Der Zwerg libère à l'envi un flux post-wagnérien et Jugendstil que contredit violemment un décor qu'on croirait tout droit sorti de La petite renarde rusée version André Engel [lire notre chronique du 25 juin 2010]. La faute à cette méchante forêt d'asperges lubriques au-dessus de laquelle tourne un inutile ventilateur déglingué en forme de fleur. Sur le même mode, la faune sexuelle de la cour d'Espagne est peuplée de filles-fleurs qui entourent une infante d'une beauté adolescente, perverse et insupportable. La progression de l'intrigue est soulignée par une variation progressive de l'éclairage qui passe des teintes chaudes et orangées à une palette plus dure excluant de fait le sourire des premières scènes.

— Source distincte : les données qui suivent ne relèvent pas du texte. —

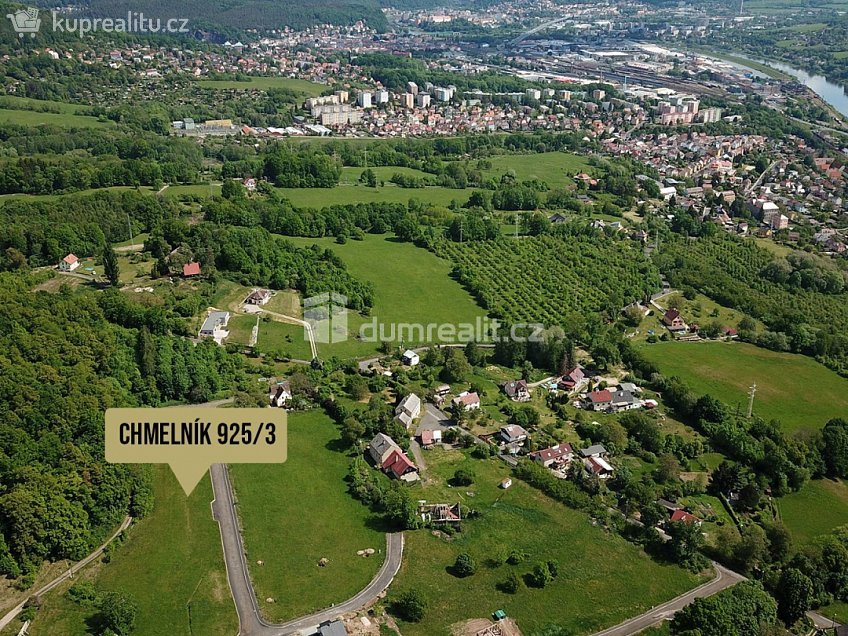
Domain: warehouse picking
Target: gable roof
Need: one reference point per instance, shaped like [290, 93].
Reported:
[398, 463]
[553, 453]
[685, 517]
[191, 269]
[600, 397]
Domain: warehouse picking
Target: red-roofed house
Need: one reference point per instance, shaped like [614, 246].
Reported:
[685, 517]
[191, 269]
[600, 400]
[559, 454]
[571, 379]
[673, 321]
[400, 466]
[69, 263]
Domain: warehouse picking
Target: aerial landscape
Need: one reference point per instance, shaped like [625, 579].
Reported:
[551, 295]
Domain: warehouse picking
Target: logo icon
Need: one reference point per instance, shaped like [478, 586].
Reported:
[25, 21]
[326, 315]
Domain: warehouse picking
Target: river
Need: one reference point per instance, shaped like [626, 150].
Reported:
[833, 94]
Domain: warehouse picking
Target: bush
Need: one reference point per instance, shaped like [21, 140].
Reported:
[409, 606]
[464, 565]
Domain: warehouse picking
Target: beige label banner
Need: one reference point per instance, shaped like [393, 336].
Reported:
[190, 439]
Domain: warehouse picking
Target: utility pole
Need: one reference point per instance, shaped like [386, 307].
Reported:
[751, 394]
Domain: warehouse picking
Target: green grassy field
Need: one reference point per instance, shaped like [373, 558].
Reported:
[411, 285]
[296, 513]
[602, 579]
[34, 118]
[792, 388]
[819, 507]
[390, 193]
[557, 169]
[171, 565]
[264, 83]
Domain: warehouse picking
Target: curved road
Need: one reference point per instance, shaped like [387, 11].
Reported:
[251, 622]
[724, 579]
[76, 567]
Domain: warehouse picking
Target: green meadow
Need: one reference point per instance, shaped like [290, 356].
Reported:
[411, 286]
[296, 513]
[602, 578]
[815, 510]
[794, 389]
[180, 584]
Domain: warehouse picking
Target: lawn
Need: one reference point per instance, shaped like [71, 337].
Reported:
[303, 87]
[602, 578]
[411, 285]
[791, 388]
[557, 169]
[390, 193]
[296, 513]
[172, 566]
[34, 118]
[819, 507]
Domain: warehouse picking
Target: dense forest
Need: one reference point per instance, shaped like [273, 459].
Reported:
[802, 299]
[63, 363]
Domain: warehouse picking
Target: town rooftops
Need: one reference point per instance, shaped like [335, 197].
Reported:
[553, 453]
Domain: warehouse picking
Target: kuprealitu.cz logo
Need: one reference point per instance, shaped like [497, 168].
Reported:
[28, 22]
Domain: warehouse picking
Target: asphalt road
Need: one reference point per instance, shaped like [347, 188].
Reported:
[251, 622]
[724, 579]
[12, 614]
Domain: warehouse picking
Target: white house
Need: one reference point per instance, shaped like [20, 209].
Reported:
[408, 409]
[410, 358]
[69, 263]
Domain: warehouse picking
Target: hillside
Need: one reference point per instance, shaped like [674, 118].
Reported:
[231, 16]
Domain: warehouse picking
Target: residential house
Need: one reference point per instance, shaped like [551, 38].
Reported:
[381, 447]
[685, 517]
[673, 321]
[280, 394]
[624, 401]
[468, 400]
[553, 456]
[191, 269]
[599, 467]
[513, 434]
[69, 263]
[600, 400]
[410, 358]
[258, 297]
[400, 466]
[517, 390]
[572, 379]
[596, 450]
[429, 438]
[408, 410]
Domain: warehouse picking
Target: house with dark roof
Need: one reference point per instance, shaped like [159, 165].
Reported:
[553, 456]
[600, 400]
[517, 390]
[673, 321]
[191, 269]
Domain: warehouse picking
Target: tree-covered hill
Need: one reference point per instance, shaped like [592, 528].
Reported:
[241, 15]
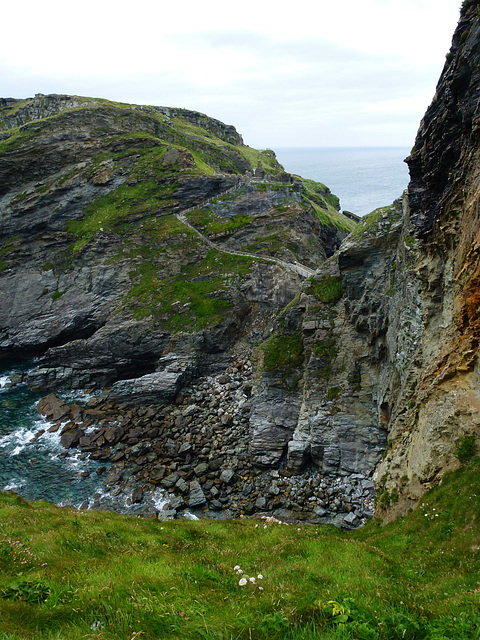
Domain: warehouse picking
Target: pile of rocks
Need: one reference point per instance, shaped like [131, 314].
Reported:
[197, 452]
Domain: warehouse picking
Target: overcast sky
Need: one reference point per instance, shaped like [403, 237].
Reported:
[303, 73]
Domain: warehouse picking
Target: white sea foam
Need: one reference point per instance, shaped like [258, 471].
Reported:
[159, 499]
[14, 485]
[190, 516]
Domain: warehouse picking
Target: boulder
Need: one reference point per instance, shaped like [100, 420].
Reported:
[53, 408]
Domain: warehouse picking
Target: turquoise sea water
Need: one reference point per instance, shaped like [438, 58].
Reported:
[34, 464]
[364, 178]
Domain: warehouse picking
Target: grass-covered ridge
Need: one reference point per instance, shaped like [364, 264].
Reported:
[72, 575]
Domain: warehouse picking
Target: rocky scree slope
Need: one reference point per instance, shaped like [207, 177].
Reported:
[111, 291]
[399, 347]
[279, 395]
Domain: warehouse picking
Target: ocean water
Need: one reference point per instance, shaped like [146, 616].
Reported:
[34, 464]
[364, 178]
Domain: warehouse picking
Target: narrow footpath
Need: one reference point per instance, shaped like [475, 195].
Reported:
[302, 270]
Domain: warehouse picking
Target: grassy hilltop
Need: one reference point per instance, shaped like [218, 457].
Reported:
[71, 575]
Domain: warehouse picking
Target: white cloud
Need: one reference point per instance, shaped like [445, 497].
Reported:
[313, 72]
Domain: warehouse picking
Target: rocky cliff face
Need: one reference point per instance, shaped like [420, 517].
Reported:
[149, 255]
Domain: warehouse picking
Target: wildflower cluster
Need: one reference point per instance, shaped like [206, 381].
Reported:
[245, 579]
[430, 515]
[17, 553]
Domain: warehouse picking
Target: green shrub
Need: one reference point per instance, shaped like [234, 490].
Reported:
[283, 352]
[328, 289]
[465, 448]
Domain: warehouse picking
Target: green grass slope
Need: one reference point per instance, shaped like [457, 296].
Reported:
[71, 575]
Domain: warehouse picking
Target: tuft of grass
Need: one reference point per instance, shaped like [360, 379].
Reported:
[102, 575]
[465, 448]
[328, 289]
[283, 352]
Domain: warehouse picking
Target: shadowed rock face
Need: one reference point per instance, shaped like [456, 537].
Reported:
[248, 389]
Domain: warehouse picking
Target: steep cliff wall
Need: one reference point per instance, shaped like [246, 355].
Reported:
[144, 254]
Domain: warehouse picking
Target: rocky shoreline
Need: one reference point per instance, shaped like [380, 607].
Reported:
[196, 451]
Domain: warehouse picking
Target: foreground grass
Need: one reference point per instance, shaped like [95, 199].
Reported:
[72, 575]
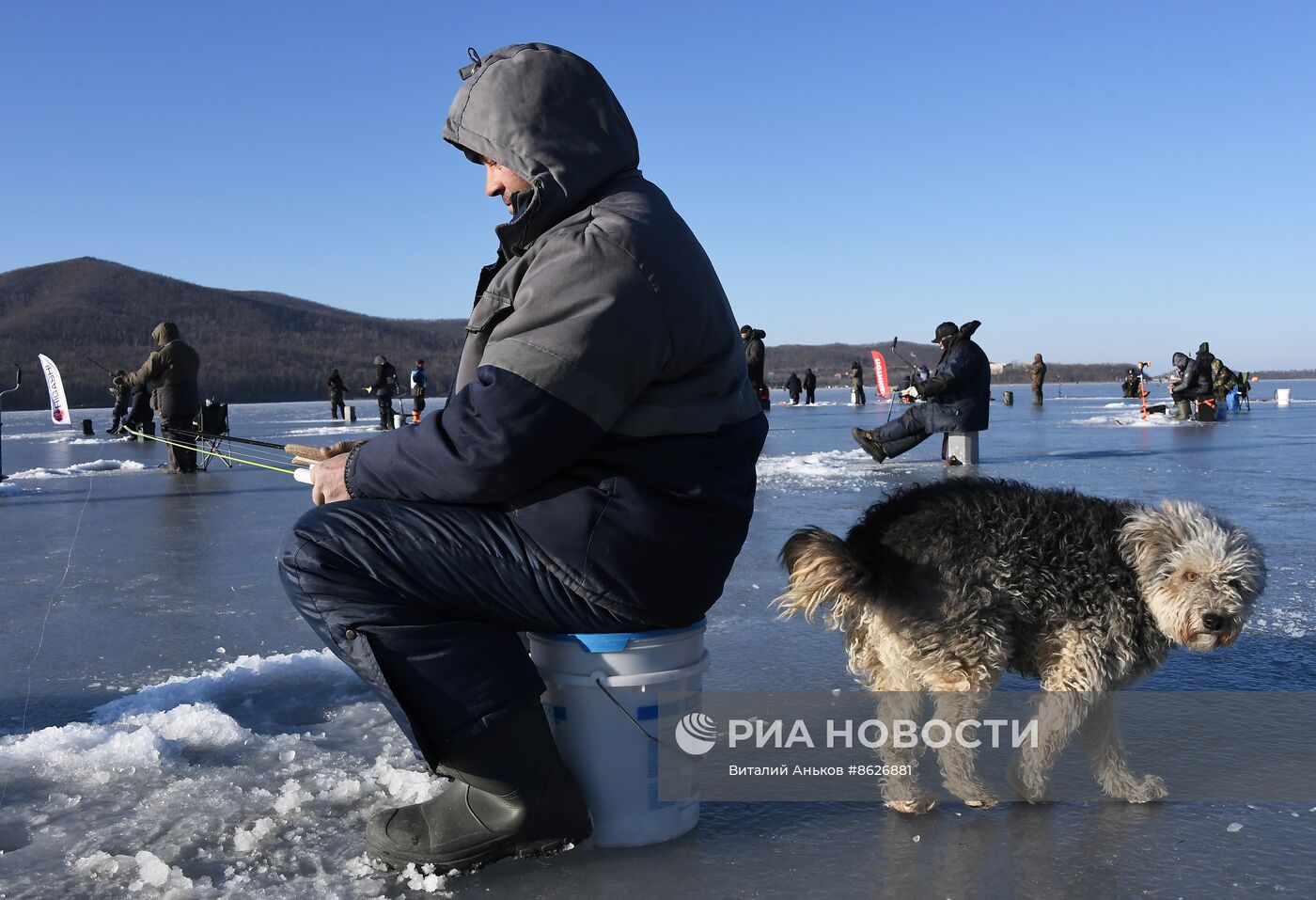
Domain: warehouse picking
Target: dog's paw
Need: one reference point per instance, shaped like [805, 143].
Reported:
[1151, 787]
[914, 807]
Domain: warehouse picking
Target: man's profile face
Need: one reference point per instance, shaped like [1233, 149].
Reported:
[502, 182]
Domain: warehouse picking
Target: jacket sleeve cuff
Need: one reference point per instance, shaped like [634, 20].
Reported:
[349, 471]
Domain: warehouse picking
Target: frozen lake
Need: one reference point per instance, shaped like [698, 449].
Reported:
[170, 727]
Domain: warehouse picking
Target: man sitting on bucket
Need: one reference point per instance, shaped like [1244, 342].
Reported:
[592, 470]
[957, 395]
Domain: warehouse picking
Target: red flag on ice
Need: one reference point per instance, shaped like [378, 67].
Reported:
[879, 369]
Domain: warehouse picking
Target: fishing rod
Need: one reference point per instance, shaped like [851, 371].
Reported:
[17, 381]
[291, 449]
[302, 474]
[894, 342]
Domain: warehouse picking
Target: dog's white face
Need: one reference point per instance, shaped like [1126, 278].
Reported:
[1198, 576]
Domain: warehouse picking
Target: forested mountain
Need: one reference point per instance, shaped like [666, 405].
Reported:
[256, 346]
[259, 346]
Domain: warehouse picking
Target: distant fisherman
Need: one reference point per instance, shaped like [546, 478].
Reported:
[121, 394]
[173, 369]
[336, 388]
[1037, 376]
[384, 387]
[957, 395]
[420, 382]
[754, 359]
[792, 388]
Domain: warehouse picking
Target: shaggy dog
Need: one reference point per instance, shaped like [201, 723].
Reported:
[945, 587]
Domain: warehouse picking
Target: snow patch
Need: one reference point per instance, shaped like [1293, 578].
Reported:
[83, 468]
[831, 468]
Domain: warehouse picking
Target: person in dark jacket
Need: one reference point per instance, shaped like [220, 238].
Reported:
[754, 358]
[857, 395]
[1195, 387]
[173, 370]
[1037, 378]
[957, 394]
[140, 414]
[1177, 379]
[384, 387]
[420, 385]
[121, 392]
[336, 389]
[592, 468]
[792, 388]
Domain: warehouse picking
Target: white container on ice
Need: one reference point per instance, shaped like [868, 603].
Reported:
[604, 711]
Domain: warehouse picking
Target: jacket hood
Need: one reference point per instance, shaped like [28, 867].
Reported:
[550, 118]
[164, 333]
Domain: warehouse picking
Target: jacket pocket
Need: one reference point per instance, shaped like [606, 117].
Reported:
[490, 309]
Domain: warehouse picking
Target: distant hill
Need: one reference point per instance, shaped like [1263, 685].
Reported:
[256, 346]
[259, 346]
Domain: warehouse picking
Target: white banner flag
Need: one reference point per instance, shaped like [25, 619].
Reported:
[58, 402]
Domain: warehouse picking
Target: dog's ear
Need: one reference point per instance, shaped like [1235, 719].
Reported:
[822, 571]
[1149, 536]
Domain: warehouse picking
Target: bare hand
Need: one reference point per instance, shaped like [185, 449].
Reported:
[329, 483]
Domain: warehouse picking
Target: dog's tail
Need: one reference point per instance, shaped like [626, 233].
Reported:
[822, 573]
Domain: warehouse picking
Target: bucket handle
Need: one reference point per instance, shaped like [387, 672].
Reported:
[641, 679]
[638, 727]
[603, 682]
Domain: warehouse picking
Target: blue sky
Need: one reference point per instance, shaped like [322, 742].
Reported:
[1094, 181]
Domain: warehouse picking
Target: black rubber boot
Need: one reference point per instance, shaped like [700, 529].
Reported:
[870, 447]
[510, 797]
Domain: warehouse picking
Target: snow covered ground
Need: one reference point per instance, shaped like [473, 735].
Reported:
[170, 728]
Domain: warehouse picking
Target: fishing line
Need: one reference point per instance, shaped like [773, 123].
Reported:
[41, 639]
[212, 452]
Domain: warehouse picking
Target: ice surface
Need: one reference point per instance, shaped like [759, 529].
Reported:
[170, 728]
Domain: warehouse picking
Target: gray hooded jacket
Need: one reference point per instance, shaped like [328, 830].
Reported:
[601, 395]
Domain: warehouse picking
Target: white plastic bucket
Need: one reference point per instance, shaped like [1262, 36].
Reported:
[603, 707]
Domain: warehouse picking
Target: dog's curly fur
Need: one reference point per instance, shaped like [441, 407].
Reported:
[945, 587]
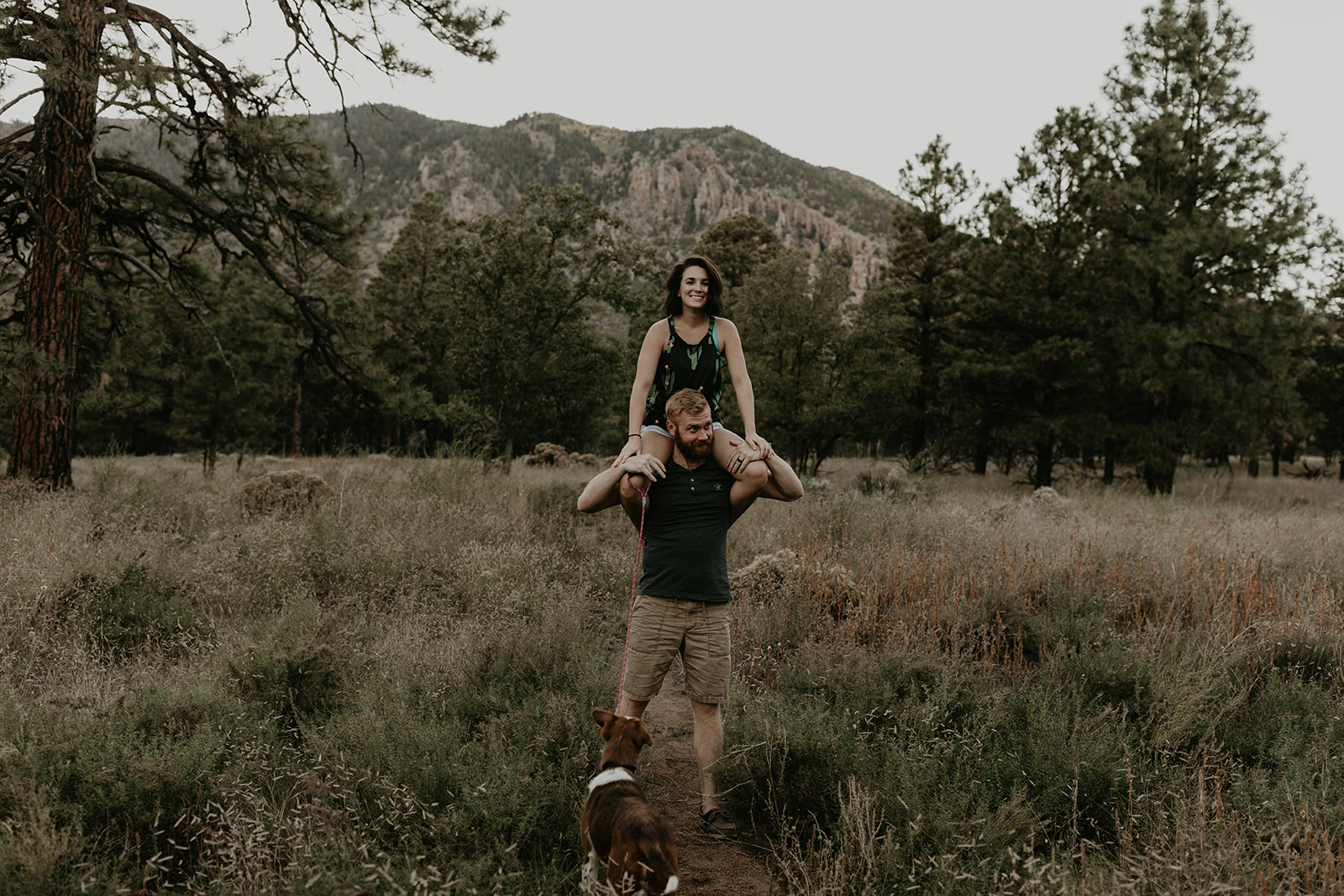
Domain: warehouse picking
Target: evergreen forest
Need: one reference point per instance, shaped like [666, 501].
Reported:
[1152, 288]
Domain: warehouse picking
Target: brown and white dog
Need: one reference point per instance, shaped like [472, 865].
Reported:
[620, 829]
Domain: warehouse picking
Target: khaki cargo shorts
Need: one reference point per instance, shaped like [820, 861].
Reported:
[662, 629]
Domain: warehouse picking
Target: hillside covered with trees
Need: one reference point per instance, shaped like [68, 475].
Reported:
[1153, 285]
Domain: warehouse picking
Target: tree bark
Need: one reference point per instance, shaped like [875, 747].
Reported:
[60, 195]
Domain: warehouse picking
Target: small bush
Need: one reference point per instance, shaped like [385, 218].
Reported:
[284, 492]
[300, 671]
[134, 611]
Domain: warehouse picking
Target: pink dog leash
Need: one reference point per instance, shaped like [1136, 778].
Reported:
[635, 584]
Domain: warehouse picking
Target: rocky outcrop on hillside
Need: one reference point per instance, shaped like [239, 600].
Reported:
[667, 184]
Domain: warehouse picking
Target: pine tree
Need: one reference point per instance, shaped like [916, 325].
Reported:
[797, 347]
[248, 181]
[906, 329]
[1028, 372]
[522, 291]
[1210, 230]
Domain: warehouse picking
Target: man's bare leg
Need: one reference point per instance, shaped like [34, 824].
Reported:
[632, 707]
[709, 746]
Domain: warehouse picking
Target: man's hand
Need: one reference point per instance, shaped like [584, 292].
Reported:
[645, 465]
[632, 446]
[752, 448]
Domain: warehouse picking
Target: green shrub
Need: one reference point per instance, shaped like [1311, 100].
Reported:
[136, 611]
[302, 668]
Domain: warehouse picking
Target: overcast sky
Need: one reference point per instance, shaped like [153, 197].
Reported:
[860, 85]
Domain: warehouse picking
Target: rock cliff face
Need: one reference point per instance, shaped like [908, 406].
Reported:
[667, 184]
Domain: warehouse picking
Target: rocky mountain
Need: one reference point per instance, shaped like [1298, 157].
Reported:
[667, 184]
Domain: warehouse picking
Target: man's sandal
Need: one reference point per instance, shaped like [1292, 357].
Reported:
[719, 822]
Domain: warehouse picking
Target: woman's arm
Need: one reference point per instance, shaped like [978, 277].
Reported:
[741, 383]
[644, 371]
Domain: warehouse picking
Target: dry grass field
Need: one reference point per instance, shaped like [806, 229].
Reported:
[381, 681]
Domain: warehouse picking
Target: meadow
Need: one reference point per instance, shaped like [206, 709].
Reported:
[941, 683]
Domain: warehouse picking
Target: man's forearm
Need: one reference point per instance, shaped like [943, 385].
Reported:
[784, 484]
[604, 490]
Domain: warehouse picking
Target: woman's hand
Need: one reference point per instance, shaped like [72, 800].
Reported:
[756, 443]
[632, 448]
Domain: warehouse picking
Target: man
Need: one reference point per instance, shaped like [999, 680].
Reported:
[682, 605]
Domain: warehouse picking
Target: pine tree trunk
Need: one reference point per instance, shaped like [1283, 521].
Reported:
[60, 191]
[296, 417]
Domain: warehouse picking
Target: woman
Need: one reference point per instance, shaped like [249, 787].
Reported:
[690, 348]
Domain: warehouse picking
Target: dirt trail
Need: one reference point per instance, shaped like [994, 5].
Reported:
[707, 866]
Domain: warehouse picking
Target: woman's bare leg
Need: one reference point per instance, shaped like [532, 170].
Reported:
[753, 474]
[659, 446]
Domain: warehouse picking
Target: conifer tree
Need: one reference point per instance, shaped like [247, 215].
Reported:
[246, 181]
[906, 329]
[1028, 372]
[797, 347]
[1210, 230]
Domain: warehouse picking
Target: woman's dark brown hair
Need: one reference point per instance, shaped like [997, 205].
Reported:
[714, 301]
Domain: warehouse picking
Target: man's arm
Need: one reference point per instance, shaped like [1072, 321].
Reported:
[611, 486]
[783, 485]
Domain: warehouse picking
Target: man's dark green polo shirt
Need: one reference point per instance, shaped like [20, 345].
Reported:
[685, 535]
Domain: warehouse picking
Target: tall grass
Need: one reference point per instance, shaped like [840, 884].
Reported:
[940, 684]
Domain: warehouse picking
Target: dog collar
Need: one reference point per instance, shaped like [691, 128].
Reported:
[609, 777]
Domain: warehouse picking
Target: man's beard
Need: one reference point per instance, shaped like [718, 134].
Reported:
[696, 450]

Même si le drame de Zemlinsky ne renoue pas avec la noirceur délétère de la nouvelle d'Oscar Wilde, son opéra est d'une beauté magistrale, diamétralement opposée à la concentration du minutage. L'impossible représentation du personnage central est ici détournée par l'utilisation distanciée d'une marionnette que manipule le chanteur. Pourtant, à aucun moment l'attention se porte sur ce « nain » si peu conforme à la difformité repoussante décrite dans le livret. Charles Workman semble embarrassé par cet encombrant prolongement qui traîne devant lui. Ce soir de première lui est malheureusement fatal en ce qui concerne sa capacité à élever le personnage à la dimension impossible d'un Siegfried découvrant la psychanalyse et le stade du miroir. Quasiment en scène d'un bout à l'autre de l'ouvrage, la sollicitation écrasante dans le registre tendu fait céder le tissu vocal en de nombreuses occasions. Face à lui, par le timbre la Donna Clara de Nicola Beller Carbone n'en paraît que plus dominatrice et insolente de venin et de perversité rentrés. Cette Salomé de salon est tempérée par la présence « maternante » de Béatrice Uria-Monzon qui n'a pas à déployer toute l'ampleur de ses moyens pour composer efficacement le personnage de Ghita.
Avec L’enfant et les sortilèges, on quitte la fièvre harmonique viennoise pour une écriture au cordeau et une palette sonore opaline, pleine de faux-semblants. L'enchaînement des scènes y est systématisé par une mise en scène morcelée, plus attachée à réussir des « épisodes » qu’à soigner le lissage de l'ensemble dans une vision homogène. Le plus surprenant est le choix d’une couleur globale relativement terne et sombre comme toile de fond à une succession d'atmosphères fort bigarrées.
On retrouve avec bonheur un plateau vocal largement issu des rangs de l'Atelier lyrique de l'Opéra national de Paris. L'Enfant de Gaëlle Méchaly est encore un peu à l'étroit dans son costume amidonné, mais la voix possède des qualités très diseuses et subtiles. La scène de la Princesse à la recherche de sa moitié (flottante) de corps doit sa réussite à la finesse et la précision de la voix d'Amel Brahim-Djelloul. La déchirure de la toile de Jouy et le chœur des pastoureaux dépassent en imagination visuelle et en épaisseur spirituelle ce que la leçon d'arithmétique peine à imposer, malgré l'excellent petit vieillard de François Piolino.
Paul Daniel réussit à animer depuis la fosse un discours musical qui sollicite à l'extrême les instrumentistes de l'orchestre maison. L'endurance des pupitres est judicieusement ménagée dans un Zemlinsky qui refuse de libérer toute la puissance qu'on pourrait y trouver en studio. La seconde partie est elle aussi fort équilibrée et d'un soutien très sûr pour le plateau.